Осенью, неделя за неделей, мать консервировала фрукты. К концу, сезона погреб был сплошь заставлен. Спустишься вниз и, кроме больших стеклянных банок с яйцами, видишь глиняные горшки с абрикосовым вареньем, апельсиновым, малиновым и черничным джемом, яблочным желе, — все что душе угодно. Еще здесь были крутые яйца в свекольном соку, маринованные огурцы, соленые вишни и соус чили. В октябре в погреб спускали три или четыре тяжелых фруктовых кекса, черных и влажных, начиненных лимоном и орехами. Их обертывали мокрыми тряпками, ставили в самый прохладный угол и держали до рождества.
Всего этого у них было вдоволь, и все-таки отец был неудачником. Он не умел зарабатывать деньги. Иногда даже разговаривал об этом с матерью. Вот, дескать, один из здешних уехал в Калифорнию и нажился на скупке и продаже недвижимости. Другой тоже уехал, устроился на работу в большой обувной магазин, дослужился до управляющего и разбогател. Все, кто уезжали в Калифорнию, добивались своего. А отец, живший в Шейл-Сити, так и оставался неудачником.
Было трудно понять, почему отцу так крупно не везло. Он был добряк и честный человек. Его дети росли дружно, всегда у них была отличная еда, вкусная и обильная.
Обычно горожане такой еды вообще не видят. Даже богатые жители не имеют таких свежих и питательных овощей. Нет у них и такого отборного мяса. В городе его не достанешь ни за какие деньги.

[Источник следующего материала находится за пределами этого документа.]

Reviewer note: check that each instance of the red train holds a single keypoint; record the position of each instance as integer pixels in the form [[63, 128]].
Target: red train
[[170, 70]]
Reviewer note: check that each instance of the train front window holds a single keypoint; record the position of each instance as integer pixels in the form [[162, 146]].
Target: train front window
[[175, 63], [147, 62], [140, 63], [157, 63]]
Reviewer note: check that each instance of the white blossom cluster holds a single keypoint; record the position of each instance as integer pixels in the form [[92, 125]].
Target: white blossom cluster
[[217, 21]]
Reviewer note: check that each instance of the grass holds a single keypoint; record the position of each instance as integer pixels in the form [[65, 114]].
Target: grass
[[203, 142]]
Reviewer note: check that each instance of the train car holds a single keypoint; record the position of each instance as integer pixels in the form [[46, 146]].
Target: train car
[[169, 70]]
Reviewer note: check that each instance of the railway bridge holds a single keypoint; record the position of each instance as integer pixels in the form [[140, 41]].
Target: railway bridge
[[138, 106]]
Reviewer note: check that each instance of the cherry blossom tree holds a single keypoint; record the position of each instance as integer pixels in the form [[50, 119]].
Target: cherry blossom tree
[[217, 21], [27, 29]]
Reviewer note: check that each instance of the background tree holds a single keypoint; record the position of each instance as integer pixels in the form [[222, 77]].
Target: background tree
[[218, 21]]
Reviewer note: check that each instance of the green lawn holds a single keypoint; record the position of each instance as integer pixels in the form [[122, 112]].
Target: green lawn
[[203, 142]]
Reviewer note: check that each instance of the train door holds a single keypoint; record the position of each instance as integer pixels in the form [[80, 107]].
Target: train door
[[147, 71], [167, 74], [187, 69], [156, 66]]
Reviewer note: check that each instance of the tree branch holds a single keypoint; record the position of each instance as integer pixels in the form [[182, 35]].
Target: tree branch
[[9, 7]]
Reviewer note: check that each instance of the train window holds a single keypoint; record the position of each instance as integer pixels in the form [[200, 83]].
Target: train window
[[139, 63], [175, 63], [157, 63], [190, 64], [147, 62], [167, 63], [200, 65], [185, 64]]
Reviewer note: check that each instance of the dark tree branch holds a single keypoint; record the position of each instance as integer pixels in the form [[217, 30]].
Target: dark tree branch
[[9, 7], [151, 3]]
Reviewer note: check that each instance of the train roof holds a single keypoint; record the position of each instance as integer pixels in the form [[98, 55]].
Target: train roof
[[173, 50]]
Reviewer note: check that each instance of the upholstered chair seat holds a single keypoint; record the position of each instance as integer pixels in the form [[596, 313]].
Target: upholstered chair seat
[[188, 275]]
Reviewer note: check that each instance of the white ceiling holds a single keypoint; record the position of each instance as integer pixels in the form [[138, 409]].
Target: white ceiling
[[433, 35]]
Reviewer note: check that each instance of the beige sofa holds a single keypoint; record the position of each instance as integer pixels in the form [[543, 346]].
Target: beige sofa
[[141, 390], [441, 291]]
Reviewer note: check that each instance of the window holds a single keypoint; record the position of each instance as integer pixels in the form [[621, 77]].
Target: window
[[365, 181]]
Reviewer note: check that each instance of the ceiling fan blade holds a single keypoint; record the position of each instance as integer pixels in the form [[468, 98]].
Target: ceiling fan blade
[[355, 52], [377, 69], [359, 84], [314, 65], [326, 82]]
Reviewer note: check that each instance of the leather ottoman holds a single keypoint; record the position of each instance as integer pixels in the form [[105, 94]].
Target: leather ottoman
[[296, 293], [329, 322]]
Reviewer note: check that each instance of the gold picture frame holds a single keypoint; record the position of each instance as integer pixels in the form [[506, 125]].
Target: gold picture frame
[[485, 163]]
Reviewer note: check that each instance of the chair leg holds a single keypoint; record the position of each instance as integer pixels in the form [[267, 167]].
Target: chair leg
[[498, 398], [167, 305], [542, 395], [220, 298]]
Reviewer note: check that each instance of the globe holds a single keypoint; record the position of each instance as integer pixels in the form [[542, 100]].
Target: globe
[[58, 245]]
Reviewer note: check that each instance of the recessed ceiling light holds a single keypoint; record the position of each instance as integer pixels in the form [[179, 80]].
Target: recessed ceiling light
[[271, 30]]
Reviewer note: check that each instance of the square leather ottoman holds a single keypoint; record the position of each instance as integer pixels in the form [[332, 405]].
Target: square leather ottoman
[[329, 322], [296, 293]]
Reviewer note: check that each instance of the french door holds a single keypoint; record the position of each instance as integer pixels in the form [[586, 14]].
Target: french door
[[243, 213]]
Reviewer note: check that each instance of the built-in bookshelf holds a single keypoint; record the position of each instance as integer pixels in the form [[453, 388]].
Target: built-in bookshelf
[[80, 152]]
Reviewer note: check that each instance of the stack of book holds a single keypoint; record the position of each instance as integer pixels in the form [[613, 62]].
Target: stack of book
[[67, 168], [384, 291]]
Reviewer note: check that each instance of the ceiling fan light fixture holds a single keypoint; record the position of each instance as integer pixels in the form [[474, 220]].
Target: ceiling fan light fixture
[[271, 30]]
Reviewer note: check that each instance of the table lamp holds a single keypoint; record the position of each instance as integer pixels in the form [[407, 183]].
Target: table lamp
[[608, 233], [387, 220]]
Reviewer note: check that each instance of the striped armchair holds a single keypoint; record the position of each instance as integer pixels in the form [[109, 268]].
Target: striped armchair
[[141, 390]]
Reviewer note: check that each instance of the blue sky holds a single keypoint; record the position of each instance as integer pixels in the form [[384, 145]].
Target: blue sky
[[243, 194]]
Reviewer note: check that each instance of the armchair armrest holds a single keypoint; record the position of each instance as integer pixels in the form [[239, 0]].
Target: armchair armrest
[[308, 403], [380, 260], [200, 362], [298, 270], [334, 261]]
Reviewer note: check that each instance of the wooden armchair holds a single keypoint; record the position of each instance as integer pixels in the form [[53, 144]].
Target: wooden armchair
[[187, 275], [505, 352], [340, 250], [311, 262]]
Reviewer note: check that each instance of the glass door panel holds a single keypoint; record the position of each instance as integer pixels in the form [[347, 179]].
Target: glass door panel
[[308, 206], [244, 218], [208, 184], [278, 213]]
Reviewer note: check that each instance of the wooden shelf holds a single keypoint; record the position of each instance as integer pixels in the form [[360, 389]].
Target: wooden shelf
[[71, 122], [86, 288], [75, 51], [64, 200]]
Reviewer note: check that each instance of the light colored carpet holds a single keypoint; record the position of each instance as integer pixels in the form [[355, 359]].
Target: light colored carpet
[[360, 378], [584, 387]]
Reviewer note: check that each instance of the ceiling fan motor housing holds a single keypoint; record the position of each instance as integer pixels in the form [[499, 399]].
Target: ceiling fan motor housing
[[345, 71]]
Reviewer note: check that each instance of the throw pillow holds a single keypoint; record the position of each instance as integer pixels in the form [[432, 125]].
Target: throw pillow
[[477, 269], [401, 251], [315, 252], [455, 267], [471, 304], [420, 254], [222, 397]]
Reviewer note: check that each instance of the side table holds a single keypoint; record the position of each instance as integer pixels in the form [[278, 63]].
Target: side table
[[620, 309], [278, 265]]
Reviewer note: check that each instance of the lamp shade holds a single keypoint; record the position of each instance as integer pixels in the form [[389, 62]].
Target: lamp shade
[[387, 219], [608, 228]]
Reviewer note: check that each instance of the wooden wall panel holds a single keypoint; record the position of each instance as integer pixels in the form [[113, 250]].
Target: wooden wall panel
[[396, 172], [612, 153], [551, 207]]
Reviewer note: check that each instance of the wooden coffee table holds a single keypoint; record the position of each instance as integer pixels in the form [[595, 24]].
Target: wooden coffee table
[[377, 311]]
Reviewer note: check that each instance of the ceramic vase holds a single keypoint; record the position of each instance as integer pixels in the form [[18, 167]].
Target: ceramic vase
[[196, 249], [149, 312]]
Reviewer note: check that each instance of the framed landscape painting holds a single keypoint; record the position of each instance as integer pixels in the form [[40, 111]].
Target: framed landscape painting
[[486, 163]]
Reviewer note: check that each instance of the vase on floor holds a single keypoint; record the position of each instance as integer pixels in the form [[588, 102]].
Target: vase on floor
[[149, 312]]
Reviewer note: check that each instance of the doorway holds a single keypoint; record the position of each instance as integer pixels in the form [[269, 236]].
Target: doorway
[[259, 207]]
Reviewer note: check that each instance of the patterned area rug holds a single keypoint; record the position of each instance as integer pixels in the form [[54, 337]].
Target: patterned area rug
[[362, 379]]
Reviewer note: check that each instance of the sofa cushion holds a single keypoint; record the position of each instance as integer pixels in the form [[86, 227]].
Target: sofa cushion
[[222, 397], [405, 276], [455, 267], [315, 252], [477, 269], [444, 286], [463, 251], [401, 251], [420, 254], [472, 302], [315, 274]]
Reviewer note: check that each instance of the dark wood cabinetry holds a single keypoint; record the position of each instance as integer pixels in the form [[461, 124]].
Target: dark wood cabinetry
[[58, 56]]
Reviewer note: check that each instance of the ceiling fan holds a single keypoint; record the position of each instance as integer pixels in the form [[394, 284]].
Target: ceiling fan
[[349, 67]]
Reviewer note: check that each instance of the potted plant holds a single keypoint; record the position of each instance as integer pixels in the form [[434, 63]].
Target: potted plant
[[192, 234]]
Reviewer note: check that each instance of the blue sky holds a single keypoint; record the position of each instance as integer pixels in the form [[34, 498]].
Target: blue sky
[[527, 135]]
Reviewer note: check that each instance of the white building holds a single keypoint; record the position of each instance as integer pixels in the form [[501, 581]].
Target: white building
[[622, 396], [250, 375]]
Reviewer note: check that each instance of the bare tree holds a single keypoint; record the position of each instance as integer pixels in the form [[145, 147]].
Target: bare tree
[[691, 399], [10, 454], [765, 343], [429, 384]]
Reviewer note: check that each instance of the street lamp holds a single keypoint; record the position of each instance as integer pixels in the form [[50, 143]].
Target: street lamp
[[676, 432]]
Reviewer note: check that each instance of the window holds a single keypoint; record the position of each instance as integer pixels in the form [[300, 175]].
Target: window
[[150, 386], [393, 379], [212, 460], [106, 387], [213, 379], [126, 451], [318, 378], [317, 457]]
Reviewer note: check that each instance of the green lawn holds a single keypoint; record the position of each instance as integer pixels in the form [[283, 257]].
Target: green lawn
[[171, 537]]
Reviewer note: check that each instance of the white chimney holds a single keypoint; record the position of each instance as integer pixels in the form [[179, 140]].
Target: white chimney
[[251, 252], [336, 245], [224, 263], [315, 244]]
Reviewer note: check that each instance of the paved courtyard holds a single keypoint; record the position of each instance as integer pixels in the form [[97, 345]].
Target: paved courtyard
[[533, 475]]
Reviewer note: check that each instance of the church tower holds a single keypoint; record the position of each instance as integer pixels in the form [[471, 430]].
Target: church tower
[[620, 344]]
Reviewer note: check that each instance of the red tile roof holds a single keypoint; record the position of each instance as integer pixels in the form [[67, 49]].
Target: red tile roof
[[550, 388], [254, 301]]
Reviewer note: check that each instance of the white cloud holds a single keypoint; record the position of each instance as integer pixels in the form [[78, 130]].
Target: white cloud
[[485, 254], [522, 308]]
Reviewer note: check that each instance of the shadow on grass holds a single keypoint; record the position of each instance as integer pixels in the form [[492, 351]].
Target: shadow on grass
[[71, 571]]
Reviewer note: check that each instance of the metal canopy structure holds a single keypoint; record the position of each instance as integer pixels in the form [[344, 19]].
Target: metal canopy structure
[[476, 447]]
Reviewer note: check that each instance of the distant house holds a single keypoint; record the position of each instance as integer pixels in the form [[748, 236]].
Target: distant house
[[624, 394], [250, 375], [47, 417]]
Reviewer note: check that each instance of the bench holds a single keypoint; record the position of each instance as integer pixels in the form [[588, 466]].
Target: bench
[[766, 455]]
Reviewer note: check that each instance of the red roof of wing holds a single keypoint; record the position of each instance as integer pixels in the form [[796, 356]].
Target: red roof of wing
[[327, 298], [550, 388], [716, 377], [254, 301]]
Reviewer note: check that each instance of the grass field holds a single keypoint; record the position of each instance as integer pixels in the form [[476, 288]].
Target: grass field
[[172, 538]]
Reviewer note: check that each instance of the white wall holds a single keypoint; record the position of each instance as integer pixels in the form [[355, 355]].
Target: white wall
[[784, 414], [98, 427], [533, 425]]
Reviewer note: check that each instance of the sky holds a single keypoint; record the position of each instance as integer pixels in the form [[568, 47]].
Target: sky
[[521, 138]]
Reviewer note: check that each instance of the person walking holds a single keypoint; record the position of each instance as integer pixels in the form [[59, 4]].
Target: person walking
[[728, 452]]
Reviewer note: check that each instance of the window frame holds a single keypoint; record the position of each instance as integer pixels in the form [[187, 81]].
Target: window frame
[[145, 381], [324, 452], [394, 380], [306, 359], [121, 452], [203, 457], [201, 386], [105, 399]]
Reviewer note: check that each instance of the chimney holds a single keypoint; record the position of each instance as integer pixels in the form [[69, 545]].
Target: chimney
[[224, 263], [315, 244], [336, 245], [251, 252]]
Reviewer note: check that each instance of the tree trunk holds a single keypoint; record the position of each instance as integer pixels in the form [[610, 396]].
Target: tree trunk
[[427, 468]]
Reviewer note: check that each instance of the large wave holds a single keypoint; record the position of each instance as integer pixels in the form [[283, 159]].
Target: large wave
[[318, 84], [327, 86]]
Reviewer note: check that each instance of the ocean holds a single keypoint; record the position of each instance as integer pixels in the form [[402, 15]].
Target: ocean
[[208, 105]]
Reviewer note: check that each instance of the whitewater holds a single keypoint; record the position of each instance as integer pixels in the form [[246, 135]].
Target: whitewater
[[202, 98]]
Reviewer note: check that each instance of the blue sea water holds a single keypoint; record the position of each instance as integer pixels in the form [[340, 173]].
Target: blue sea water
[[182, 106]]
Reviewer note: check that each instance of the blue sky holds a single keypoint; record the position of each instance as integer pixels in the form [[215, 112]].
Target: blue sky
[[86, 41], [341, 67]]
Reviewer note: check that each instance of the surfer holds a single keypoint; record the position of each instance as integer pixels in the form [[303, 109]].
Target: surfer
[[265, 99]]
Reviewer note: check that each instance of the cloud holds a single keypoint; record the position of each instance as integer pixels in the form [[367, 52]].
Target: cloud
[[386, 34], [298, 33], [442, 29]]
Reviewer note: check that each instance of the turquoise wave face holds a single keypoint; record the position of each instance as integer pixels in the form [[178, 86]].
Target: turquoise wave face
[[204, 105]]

Обо всем надо заботиться самому. Отец так и делал, умудряясь получать со своих двух городских участков все вплоть до меда, который они намазывали на горячие бисквиты домашней выпечки. И все-таки отец был неудачник…
Он увидел палатку, выделявшуюся на горном склоне, словно белое облачко на темном небе, и снова подумал про спиннинг, и вдруг как-то сразу понял, почему его отец неудачник. Да, он обеспечивал свою семью, одевал их всех, кормил, заботился об их развлечениях. Все это так. Но он не мог бы купить себе новый спиннинг. Не было у него вещи дороже, и теперь, когда спиннинг пропал, он ни за что не сумеет раскошелиться на новый. Значит, он и впрямь неудачник.
Когда он вошел в палатку, отец спал. Он недолго глядел на него, потом вышел и нанизал свои рыбины на шпагат. Вернувшись в палатку, быстро разделся и улегся рядом с отцом. Тот спросонья пошевельнулся. Он знал, что ждать до завтра не годится. Надо сказать сразу. И он заговорил, но каким-то глуховатым голосом. Не от страха перед тем, что ему скажет отец. Просто он понимал — отец уже никогда не сможет купить себе такой роскошный спиннинг, как пропавший.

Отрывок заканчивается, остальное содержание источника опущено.